Unemployment is rising. The stock market is setting all sorts of records - mostly bad. And the economy might be headed into a prolonged recession.
What better time to teach your children about finances and managing money?
I'm not suggesting you explain credit default swaps or option ARMs to tiny tykes. The financial world changes so fast that by the time children are old enough to invest on their own or buy a house, today's products will be out of date.
Instead, use this time to teach the basics, especially how to save. If one thing is clear in this confusing economic crisis today, it's that those who have a savings cushion are in a much better position to weather the storm than those who are overextended and have nothing to fall back on.
There is a lot of talk these days of requiring schools - which are already stretched - to teach personal finance to youngsters. It sounds good, but the evidence so far suggests that classes tend not to work.
"Unfortunately, the data is now showing that kids who have taken courses in high school for the most part have rarely retained the information they got," says Lewis Mandell, a finance professor at the University of Washington who has studied kids and finances for years. "They tend to treat courses on personal finance as a course in trigonometry. It's something that is endured and forgotten right after you have taken the final exam. How many of us remember anything about trigonometry?"
(Frankly, I can't recall whether I even took trigonometry.)
That leaves the job to Mom and Dad.
One way to establish sound financial habits is to be a good example. From the earliest ages, children learn by watching how you spend money and listening to your conversations about finances.
"The lessons may not be what they want their kids to learn," says Adele Brady Bolson, a certified public accountant in Bellevue, Wash. "If you shop to make yourself feel better, kids notice that."
Besides being a good role model, talk to your kids about money and how to make the right choices. You don't need a global financial crisis to get the discussion going. Everyday purchases can be a springboard for a conversation.
The earlier you start these talks the better, says Gregory Hall, a psychology professor at Bentley University in Massachusetts. Children are more likely to heed your advice if you have been talking to them about money all along rather than springing it on them when they're well into their teens, he says.
The key lesson for children is how to become a saver. Get children in the habit of always putting away a portion of every dollar they get, and they learn to live below their means.
Kids retain more of what they're told about finances if the lessons are interactive and fun, Mandell said. That's one reason why the Stock Market Game - where children buy and sell stocks in a make-believe portfolio - has managed to succeed where other financial lessons have failed, he says.
To make saving more active for children, take your child to your bank or credit union and open up a passbook savings account. Make it a regular routine to go with your child and deposit part of an allowance, birthday money or other earnings.

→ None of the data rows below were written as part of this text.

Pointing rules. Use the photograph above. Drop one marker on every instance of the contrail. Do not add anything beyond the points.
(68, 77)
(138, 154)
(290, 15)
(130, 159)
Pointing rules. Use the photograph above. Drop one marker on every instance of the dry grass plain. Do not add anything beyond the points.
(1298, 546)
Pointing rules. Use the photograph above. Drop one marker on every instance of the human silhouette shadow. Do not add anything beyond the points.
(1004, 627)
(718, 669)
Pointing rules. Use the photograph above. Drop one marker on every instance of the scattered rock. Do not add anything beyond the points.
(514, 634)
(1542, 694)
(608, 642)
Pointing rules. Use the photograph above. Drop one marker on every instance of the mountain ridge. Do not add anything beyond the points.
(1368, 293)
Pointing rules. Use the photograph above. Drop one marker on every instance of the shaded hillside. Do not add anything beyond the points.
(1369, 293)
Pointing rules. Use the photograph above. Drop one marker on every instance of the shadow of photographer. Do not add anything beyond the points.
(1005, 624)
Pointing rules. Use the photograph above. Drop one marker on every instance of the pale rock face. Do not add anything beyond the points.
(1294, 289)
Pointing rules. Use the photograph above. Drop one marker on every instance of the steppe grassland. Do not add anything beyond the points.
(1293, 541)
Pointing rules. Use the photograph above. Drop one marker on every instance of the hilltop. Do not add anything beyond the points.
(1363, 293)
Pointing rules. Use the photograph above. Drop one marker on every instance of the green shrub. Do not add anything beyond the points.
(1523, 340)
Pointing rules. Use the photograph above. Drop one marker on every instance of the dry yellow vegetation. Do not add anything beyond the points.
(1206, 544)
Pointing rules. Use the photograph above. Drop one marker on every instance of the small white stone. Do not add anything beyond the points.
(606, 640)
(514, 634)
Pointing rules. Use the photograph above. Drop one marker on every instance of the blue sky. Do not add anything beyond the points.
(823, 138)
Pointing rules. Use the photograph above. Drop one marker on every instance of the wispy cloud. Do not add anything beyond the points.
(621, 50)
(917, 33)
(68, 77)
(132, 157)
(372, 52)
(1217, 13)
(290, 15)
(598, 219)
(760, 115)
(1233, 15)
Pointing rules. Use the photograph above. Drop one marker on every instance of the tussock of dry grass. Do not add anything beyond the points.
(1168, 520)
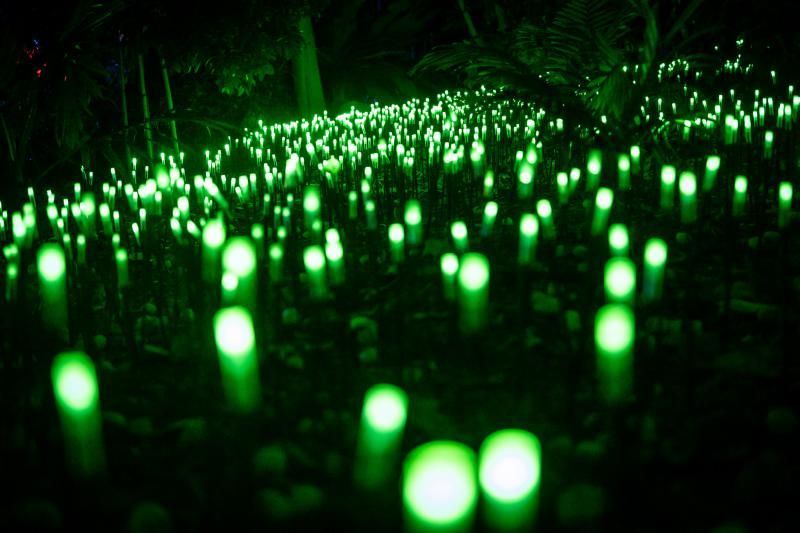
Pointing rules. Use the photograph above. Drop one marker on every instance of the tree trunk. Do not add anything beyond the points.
(148, 132)
(307, 81)
(173, 130)
(473, 32)
(124, 103)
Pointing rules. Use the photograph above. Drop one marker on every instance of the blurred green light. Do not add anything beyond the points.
(510, 466)
(439, 484)
(51, 262)
(233, 330)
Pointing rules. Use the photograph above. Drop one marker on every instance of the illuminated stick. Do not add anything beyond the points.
(655, 259)
(276, 262)
(213, 239)
(413, 220)
(688, 188)
(458, 230)
(509, 472)
(636, 154)
(489, 216)
(528, 236)
(449, 266)
(383, 420)
(668, 176)
(53, 285)
(618, 241)
(334, 254)
(594, 167)
(77, 399)
(397, 242)
(314, 260)
(785, 192)
(710, 176)
(614, 334)
(604, 200)
(620, 280)
(439, 487)
(473, 293)
(624, 172)
(739, 195)
(239, 259)
(545, 214)
(562, 180)
(236, 347)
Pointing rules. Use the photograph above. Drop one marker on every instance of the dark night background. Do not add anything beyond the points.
(710, 443)
(230, 64)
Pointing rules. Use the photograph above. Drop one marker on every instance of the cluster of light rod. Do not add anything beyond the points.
(655, 259)
(687, 184)
(383, 420)
(473, 292)
(77, 399)
(439, 487)
(614, 333)
(509, 472)
(52, 268)
(618, 240)
(620, 280)
(238, 361)
(239, 260)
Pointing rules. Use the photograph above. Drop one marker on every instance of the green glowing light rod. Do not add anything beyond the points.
(239, 259)
(236, 347)
(618, 240)
(688, 188)
(784, 203)
(383, 421)
(620, 280)
(52, 268)
(473, 292)
(509, 472)
(439, 488)
(655, 259)
(77, 399)
(614, 334)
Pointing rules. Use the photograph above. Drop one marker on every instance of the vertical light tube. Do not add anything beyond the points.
(77, 399)
(473, 294)
(509, 471)
(383, 420)
(236, 348)
(52, 269)
(439, 488)
(614, 334)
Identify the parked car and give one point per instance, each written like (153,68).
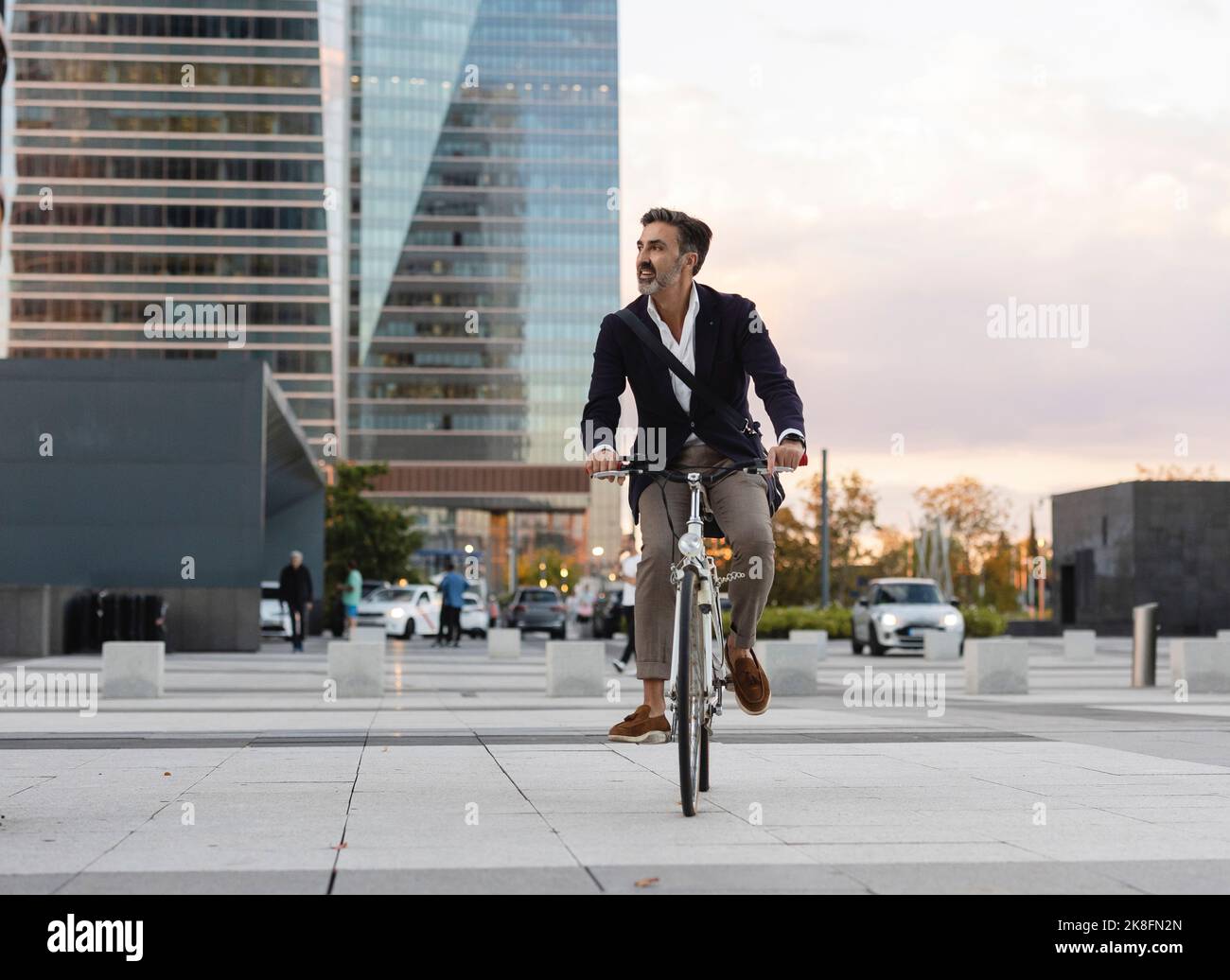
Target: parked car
(536,609)
(607,614)
(896,614)
(370,586)
(402,610)
(274,615)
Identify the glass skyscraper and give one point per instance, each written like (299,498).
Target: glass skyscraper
(413,201)
(483,235)
(184,155)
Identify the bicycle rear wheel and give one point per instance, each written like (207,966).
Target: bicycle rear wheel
(689,691)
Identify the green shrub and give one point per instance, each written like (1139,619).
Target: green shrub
(982,621)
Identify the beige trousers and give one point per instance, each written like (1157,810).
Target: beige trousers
(741,505)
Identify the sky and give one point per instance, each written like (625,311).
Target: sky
(887,179)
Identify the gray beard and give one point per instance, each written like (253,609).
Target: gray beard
(659,282)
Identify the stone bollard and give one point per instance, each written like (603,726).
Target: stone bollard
(357,668)
(790,665)
(503,644)
(1079,644)
(996,667)
(940,644)
(819,637)
(574,668)
(133,669)
(1204,664)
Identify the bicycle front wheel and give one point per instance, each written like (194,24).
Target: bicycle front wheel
(689,690)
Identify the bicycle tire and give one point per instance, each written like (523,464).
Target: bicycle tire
(689,700)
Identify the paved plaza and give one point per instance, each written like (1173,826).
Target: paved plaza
(466,778)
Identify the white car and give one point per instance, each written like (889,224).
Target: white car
(402,610)
(896,614)
(414,610)
(274,615)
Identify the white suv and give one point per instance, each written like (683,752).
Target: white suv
(896,612)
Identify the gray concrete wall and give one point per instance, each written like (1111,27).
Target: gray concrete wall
(1182,548)
(298,526)
(25,621)
(117,471)
(1105,569)
(149,464)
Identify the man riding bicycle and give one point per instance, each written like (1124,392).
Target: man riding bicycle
(722,341)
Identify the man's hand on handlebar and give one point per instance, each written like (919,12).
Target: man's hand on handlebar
(601,460)
(785,455)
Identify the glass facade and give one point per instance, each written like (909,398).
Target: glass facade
(159,151)
(483,245)
(411,204)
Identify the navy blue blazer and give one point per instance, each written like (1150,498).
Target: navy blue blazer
(729,352)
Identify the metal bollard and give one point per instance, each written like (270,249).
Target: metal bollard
(1144,646)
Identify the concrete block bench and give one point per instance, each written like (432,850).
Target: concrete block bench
(1079,644)
(132,669)
(503,644)
(790,665)
(819,637)
(996,667)
(357,668)
(574,668)
(1204,664)
(940,644)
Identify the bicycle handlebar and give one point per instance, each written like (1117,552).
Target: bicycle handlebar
(758,467)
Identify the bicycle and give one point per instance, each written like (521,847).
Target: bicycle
(695,693)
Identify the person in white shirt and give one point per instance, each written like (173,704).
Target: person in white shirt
(724,341)
(628,561)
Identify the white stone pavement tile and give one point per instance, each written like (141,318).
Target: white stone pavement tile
(893,853)
(650,853)
(50,851)
(874,835)
(992,878)
(542,849)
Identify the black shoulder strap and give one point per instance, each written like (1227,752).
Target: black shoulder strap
(646,336)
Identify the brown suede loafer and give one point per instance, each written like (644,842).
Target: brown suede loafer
(641,728)
(750,683)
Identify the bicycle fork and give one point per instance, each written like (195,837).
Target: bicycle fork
(692,546)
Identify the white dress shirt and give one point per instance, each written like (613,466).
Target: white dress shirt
(685,349)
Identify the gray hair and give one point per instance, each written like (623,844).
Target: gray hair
(694,235)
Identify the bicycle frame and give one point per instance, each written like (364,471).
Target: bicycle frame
(708,598)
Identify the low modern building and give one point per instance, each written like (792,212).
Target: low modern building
(1144,541)
(188,480)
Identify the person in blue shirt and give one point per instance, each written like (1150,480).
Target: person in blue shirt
(451,589)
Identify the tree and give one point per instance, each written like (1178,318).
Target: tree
(796,558)
(1173,471)
(975,516)
(377,536)
(896,551)
(999,586)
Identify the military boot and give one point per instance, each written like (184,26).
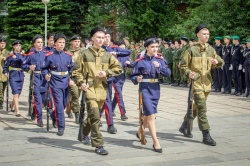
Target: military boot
(1,104)
(207,139)
(183,130)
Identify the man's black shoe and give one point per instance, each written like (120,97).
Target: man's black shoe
(101,151)
(124,117)
(111,129)
(207,139)
(238,94)
(183,130)
(86,140)
(40,124)
(60,132)
(77,118)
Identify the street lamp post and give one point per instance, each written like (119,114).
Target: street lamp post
(45,3)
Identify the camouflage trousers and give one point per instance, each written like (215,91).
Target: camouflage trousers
(176,71)
(2,89)
(92,122)
(200,110)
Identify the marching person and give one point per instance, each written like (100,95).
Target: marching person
(197,63)
(75,90)
(3,79)
(100,65)
(16,76)
(34,62)
(246,68)
(146,71)
(58,65)
(228,67)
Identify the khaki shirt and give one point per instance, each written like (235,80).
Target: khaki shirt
(3,53)
(198,59)
(93,61)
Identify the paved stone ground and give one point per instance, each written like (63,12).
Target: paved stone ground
(23,143)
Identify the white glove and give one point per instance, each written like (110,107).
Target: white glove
(231,67)
(240,67)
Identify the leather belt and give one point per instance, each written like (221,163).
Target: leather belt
(59,73)
(151,80)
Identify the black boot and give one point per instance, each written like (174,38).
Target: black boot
(183,130)
(207,139)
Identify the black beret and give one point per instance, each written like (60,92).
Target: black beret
(97,29)
(16,42)
(58,36)
(184,38)
(3,40)
(75,37)
(49,35)
(36,37)
(200,27)
(150,41)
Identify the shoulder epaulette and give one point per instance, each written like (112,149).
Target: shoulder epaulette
(158,56)
(114,46)
(49,53)
(140,58)
(69,53)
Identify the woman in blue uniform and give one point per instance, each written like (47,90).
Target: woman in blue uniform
(147,69)
(16,76)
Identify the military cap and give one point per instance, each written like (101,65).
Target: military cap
(36,37)
(235,37)
(192,39)
(217,38)
(184,38)
(3,40)
(227,37)
(150,41)
(16,42)
(75,37)
(49,35)
(97,29)
(58,36)
(200,27)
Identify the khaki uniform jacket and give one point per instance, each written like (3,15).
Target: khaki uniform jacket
(3,53)
(198,59)
(93,61)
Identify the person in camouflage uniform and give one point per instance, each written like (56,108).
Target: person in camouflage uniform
(185,46)
(100,65)
(75,90)
(197,63)
(3,79)
(176,60)
(168,55)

Yes, passbook savings accounts are old-fashioned. But these interest-bearing accounts have a lasting impact on kids.
When I interview financially savvy adults about how they became that way, they often recall opening up a savings account as a youngster and the thrill of watching their balances grow. Brian Rogers, chairman of T. Rowe Price Associates, still has the savings account his parents opened for him at age 6 - 47 years later.
You decide whether your children save half, one-third or 10 percent of their money. But be consistent.
And if you do give an allowance, tie it to chores, Mandell said. He does research for the Jump$tart Coalition for Personal Financial Literacy, which regularly tests teens' financial know-how. Students who receive money with no strings attached fare worse on the test than those who have to do chores or have a job, he says.
When children are in their teens, they can handle more complex concepts. This might also be the time to clue them in on what it takes to run the family household.
Cynthia Shore, an assistant dean in the University at Buffalo's business school, says she and her husband disclosed their finances to their children after their daughter couldn't understand why the parents sometimes would refuse to spend money even though both had good jobs
The teens were amazed by the family's gross income, and then "blown away" by how quickly it disappeared after taxes, saving for college and retirement and paying household expenses, Shore says.
Also, don't send your child to college without an understanding of how to use credit cards responsibly. Otherwise, credit card companies will prey on them like fresh meat.
Hall suggests opening up a low-credit-limit card with your child during the junior or senior year of high school. Teach your child under what circumstances to use a card. For example, use the card when you have money to pay the bill at the end of the month, for necessities such as school books and for emergencies, he says. Don't use it to buy something you want but can't afford.
If teens don't get this guidance, they will open up accounts when they hit campus. And it will be harder for you to have regular credit card discussions with them when they're away from home, Hall says.